Twice a day, my wife or I take meals to her 93 year-old dad, if he doesn’t want to eat out for lunch. I sat with the gent in his apartment early this evening reading to him about the day in history when a Twitter notification from Harry McCracken caught my attention: “Stunned to hear that Gigaom is no more, but also confident that its excellent staff will find good gigs elsewhere”. Say what?

It’s true, and not a prank as I first suspected. A pioneering tech blog—one of the few credibly news reporting—has ceased “all operations”. What looked like a normal day of posting, and with higher output given the Apple Watch event, was anything but. Maybe the backstory will make sense of today’s closure. For surely an operation with news, research, and events doesn’t evaporate suddenly. The greater concern is resurrection as something less, with menial staff, and focus on posting for pageviews. 

I express such sentiment because of the notice posted announcing the closure:

A brief note on our company: Gigaom recently became unable to pay its creditors in full at this time. As a result, the company is working with its creditors that have rights to all of the company’s assets as their collateral. All operations have ceased. We do not know at this time what the lenders intend to do with the assets or if there will be any future operations using those assets. The company does not currently intend to file bankruptcy. We would like to take a moment and thank our readers and our community for supporting us all along. Gigaom management.

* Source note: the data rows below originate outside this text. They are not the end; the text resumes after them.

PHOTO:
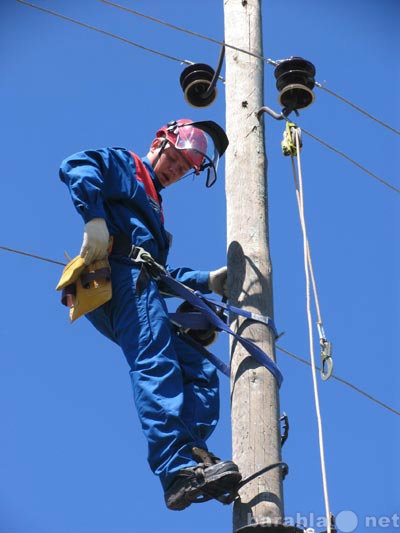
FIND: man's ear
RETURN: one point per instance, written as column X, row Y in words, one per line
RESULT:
column 155, row 145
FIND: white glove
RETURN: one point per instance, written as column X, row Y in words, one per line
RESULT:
column 95, row 240
column 218, row 281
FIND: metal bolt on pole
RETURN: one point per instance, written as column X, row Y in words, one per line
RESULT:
column 255, row 401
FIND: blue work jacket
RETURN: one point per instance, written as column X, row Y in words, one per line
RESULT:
column 110, row 183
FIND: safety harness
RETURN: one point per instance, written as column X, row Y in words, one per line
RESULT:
column 206, row 312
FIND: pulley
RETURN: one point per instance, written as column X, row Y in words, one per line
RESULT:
column 195, row 82
column 198, row 82
column 295, row 81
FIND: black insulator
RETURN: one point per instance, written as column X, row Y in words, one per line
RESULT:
column 295, row 82
column 195, row 82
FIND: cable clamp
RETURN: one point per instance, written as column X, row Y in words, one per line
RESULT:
column 326, row 354
column 288, row 144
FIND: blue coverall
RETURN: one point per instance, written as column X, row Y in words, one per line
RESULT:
column 175, row 388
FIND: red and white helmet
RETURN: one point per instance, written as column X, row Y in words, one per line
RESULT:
column 202, row 143
column 183, row 136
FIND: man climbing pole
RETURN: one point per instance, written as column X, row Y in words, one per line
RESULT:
column 175, row 388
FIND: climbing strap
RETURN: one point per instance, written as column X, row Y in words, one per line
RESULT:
column 198, row 300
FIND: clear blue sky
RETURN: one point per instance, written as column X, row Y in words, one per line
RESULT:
column 72, row 455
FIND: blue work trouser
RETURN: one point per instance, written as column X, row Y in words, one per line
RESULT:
column 175, row 388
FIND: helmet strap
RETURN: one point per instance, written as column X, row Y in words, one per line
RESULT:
column 160, row 152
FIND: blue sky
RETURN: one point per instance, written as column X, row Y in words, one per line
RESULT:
column 72, row 456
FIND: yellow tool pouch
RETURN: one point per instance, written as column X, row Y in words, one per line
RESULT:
column 85, row 287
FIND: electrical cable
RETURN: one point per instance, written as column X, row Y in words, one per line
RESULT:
column 345, row 156
column 201, row 36
column 194, row 34
column 344, row 382
column 310, row 331
column 227, row 45
column 108, row 34
column 294, row 356
column 357, row 108
column 32, row 255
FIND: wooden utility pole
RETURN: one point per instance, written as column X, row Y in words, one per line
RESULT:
column 255, row 404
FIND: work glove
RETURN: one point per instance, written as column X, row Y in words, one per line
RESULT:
column 218, row 281
column 95, row 241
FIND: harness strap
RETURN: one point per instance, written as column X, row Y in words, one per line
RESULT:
column 142, row 175
column 198, row 300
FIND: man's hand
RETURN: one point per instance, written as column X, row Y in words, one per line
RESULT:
column 95, row 241
column 217, row 281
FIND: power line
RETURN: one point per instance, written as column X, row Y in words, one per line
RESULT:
column 103, row 32
column 227, row 45
column 342, row 154
column 31, row 255
column 200, row 36
column 354, row 106
column 347, row 383
column 189, row 32
column 344, row 382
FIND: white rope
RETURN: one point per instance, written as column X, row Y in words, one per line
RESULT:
column 308, row 269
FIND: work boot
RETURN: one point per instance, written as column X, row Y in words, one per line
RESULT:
column 210, row 478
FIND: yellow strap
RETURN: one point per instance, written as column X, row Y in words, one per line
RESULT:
column 289, row 142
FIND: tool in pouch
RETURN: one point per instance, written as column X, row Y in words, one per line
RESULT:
column 85, row 287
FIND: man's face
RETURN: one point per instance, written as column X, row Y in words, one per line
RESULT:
column 171, row 166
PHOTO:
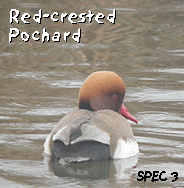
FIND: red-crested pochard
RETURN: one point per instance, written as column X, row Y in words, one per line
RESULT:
column 98, row 130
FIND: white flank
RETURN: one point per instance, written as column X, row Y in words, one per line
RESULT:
column 126, row 149
column 47, row 144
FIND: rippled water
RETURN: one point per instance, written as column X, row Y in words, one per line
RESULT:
column 39, row 84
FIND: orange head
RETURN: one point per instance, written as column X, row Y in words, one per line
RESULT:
column 104, row 90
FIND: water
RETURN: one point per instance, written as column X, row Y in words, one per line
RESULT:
column 39, row 84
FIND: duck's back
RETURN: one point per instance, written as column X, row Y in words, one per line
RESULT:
column 85, row 135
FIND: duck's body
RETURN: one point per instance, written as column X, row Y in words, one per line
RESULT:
column 97, row 131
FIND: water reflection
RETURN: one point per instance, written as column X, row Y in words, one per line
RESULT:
column 39, row 84
column 95, row 170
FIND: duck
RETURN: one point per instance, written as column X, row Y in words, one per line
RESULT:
column 99, row 129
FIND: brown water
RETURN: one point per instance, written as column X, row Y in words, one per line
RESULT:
column 39, row 84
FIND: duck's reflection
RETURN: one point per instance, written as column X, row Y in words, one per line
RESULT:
column 93, row 170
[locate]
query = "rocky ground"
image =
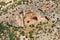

The possibility of future operations are possible, which the no-bankruptcy intentions could mean. All those incoming links are worth something to someone. They are an asset. According to $iteprice.org, domain Gigaom.com, which is hosted with Automattic (e.g. WordPress.com), appraises at $980,205. My point: The assets are much bigger than tangibles.

Whatever is the backstory or the remnants’ future, a great team of writers is disbanded. Funny thing, recently I had considered contacting Gigaom about contributing to the site. Few tech news blogs consistently command my respect, and I saw in the research arm a disruptive force that could upend the consulting business status quo that analyst firms like Gartner or IDC represent.

The first telling of Gigaom’s demise is the cost of quality journalism—that herein lies a morality tale for anyone trying to report responsibly when aggregation posts, rumors, and other forms of clickbaiting command pageviews and advertising revenue. But the final telling is about the backstory and whether or not mismanagement or something else contributed to the site’s ending “all operations”. I dunno.

For now, I mourn with my journalist colleagues and other daily Gigaom readers an unexpected end. There’s a hole in my RSS feeds that won’t easily fill. To the Gigaom Team, I wish Godspeed and safe travels to your new destinations. If you take your good reporting habits to many different blogs or news sites, great good can come to online journalism because of you. Let that be small, but meaningful, consolation.